Despite slowing inflation, prices still rising faster than wages
Bruske: Government should tax corporate profiteers to pay for extending expiring EI measures
OTTAWA––Improving inflation numbers are a hopeful sign, but there’s still an affordability crisis facing workers and their families, cautioned Bea Bruske, President of the Canadian Labour Congress.
Today’s slightly improved CPI numbers showed prices still rising at 7.6% in July, well ahead of average wage growth. Groceries were up 9.9% – the largest rise since 1981. Prices for basics like bread, eggs, fruit, and coffee and tea were all up sharply.
“Despite inflation finally slowing from the 40-year record increases we have seen this year, workers are seeing their purchasing power going backwards with every paycheque,” said Bruske. “To make matters worse, when expanded access to Employment Insurance expires in just six weeks workers could face trouble qualifying for benefits.”
With EI measures set to expire in September, Bruske said government action is needed to make sure thousands of workers aren’t left behind.
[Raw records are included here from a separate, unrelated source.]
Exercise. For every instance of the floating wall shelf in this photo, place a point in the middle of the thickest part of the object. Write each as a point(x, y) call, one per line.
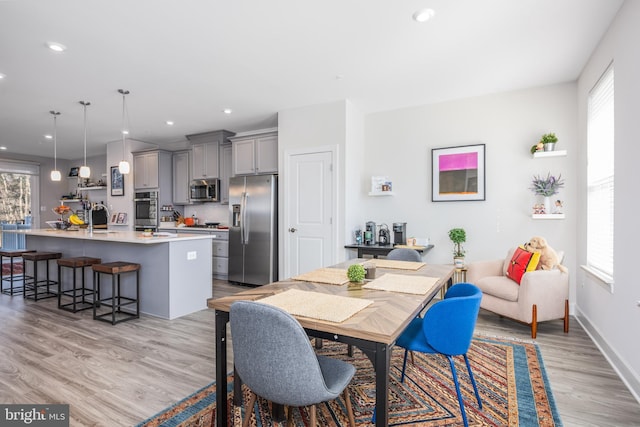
point(97, 187)
point(547, 216)
point(555, 153)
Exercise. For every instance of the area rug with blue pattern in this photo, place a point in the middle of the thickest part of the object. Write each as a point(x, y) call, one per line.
point(510, 375)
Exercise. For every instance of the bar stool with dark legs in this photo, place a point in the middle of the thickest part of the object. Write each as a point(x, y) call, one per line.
point(32, 284)
point(78, 292)
point(116, 301)
point(12, 254)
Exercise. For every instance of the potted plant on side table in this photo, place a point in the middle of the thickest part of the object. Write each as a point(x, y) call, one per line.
point(458, 236)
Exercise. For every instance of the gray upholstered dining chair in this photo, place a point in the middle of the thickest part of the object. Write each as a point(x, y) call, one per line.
point(404, 254)
point(274, 358)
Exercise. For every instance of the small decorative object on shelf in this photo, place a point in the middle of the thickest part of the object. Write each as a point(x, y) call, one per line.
point(547, 143)
point(381, 186)
point(458, 236)
point(557, 208)
point(546, 187)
For some workers hired during the pandemic, returning to the old Harper-era EI rules could mean they soon don’t qualify at all.
“Unemployed workers will face a 66% jump in hours required to qualify for EI, much tougher restrictions on who can get benefits, and clawbacks of their severance and vacation pay,” explained Bruske. “It’s the wrong time for the government to abandon people losing their jobs. We are urging the government to extend temporary measures until the EI program can be permanently improved, as the government has promised to do.”
Bruske added that it is critical workers are not made to pay for an affordability crisis they did not create, particularly while some companies take advantage of the situation to extract outrageous profits.
“While many workers struggle to afford essentials, we have seen some corporations take advantage of rising inflation and supply chain issues to rack up their prices and rake in record profits. That’s unfair,” concluded Bruske. “Other countries have moved to tax these corporate super profits. It’s time Canada’s government did the same in order to help families struggling the most and extend EI help to those who need it.”